Adobe’s latest Creative Cloud update is editing system hosts files behind the scenes. It’s not stealing data, but it needs admin rights and has corporate security tools lighting up. Full details here.
I used to work for a full-disk encryption vendor in the 2000s, and one customer had an issue where the machine would BSOD sometimes if both our product and Adobe Acrobat were installed. It seemed a mystery or just a red herring - what on Earth did Acrobat do that could trigger a kernel-mode crash?
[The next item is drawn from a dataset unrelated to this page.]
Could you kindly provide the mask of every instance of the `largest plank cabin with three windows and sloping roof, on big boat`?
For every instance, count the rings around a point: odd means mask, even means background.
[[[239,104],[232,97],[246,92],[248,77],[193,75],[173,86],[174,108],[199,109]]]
Turned out that every hour or so, Acrobat would be reading and writing back the master boot record (containing the OS bootstrap code and partition table) on the primary hard drive. The bug was ours (to unlock the hard drive keys at boot we had to put different data there and redirect I/O after Windows started, and this redirection code would crash once in a blue moon), but Adobe has no business mucking about with this extremely sensitive data.
Adobe has no scruples.
I used to work for a full-disk encryption vendor in the 2000s, and one customer had an issue where the machine would BSOD sometimes if both our product and Adobe Acrobat were installed. It seemed a mystery or just a red herring - what on Earth did Acrobat do that could trigger a kernel-mode crash?
Turned out that every hour or so, Acrobat would be reading and writing back the master boot record (containing the OS bootstrap code and partition table) on the primary hard drive. The bug was ours (to unlock the hard drive keys at boot we had to put different data there and redirect I/O after Windows started, and this redirection code would crash once in a blue moon), but Adobe has no business mucking about with this extremely sensitive data.
That is bananas. What was Acrobat doing with the MBR?
I suspect it was part of some stupid copy protection scheme.